On the other hand, Ethereum (ETH) is also displaying strong bullish potential, with nearly 30% of its total supply staked, thereby reducing circulating liquidity. With exchange balances at record lows and short positions at elevated levels, ETH price is primed for upward pressure. The market response to cooling inflation and the increasing likelihood of Fed rate cuts is positive, boosting risk appetite. Short-term price targets for Ethereum range from $2,800 to $3,200, while medium-term projections point to $3,800 to $4,200, underlining Ethereum’s role in the current crypto bull run.
As Ethereum enters the bullish range, there are signs of a potential pullback, with the ETH price possibly retracing to local support levels. The Chaikin Money Flow (CMF) indicator is declining, indicating a decrease in money inflows, while the Moving Average Convergence Divergence (MACD) is showing a decline in buying pressure and nearing a bearish crossover. This suggests that the Ethereum price could test support at $4,271, and if bulls defend these levels, a rebound could lead to new highs; otherwise, a drop below $4,000 appears likely.

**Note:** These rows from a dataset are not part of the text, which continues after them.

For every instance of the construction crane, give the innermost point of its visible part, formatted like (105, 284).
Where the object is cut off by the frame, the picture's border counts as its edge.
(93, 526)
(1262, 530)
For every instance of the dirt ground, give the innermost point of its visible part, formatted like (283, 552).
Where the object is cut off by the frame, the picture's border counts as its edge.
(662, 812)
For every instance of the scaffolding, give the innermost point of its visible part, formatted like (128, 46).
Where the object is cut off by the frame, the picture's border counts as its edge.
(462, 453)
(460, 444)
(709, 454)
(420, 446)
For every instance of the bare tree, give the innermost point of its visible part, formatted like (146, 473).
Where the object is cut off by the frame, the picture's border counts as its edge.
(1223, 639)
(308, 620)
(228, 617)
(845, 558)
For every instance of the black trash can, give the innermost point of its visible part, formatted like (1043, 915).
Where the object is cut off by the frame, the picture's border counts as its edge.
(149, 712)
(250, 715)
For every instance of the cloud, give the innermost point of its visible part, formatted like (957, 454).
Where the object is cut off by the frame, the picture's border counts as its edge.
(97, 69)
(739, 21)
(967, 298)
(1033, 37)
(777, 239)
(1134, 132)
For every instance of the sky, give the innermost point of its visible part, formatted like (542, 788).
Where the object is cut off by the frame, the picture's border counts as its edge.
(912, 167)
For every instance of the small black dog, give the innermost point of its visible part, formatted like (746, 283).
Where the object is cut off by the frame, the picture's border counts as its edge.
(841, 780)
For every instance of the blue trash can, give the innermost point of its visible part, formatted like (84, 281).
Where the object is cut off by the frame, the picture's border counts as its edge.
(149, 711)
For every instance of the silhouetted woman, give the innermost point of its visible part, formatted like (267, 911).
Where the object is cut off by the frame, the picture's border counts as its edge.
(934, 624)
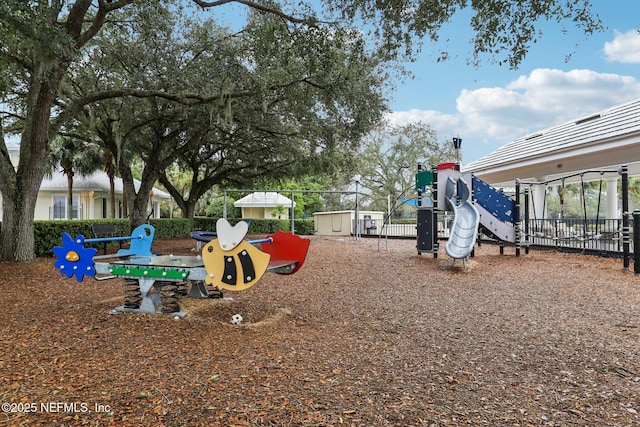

In conclusion, the crypto market continues to exhibit strong bullish momentum, with Bitcoin leading the way and altcoins gradually gaining traction. The influx of liquidity, institutional involvement, and ongoing accumulation of major assets signal growing confidence in the market. A breakout in Bitcoin could trigger rallies in Ethereum and other top altcoins, potentially sparking a broader market upsurge. Key levels to watch are $125K for BTC and the rising dominance of altcoins, indicating a new phase in the bull cycle. Overall, the setup suggests a significant market-wide rally on the horizon.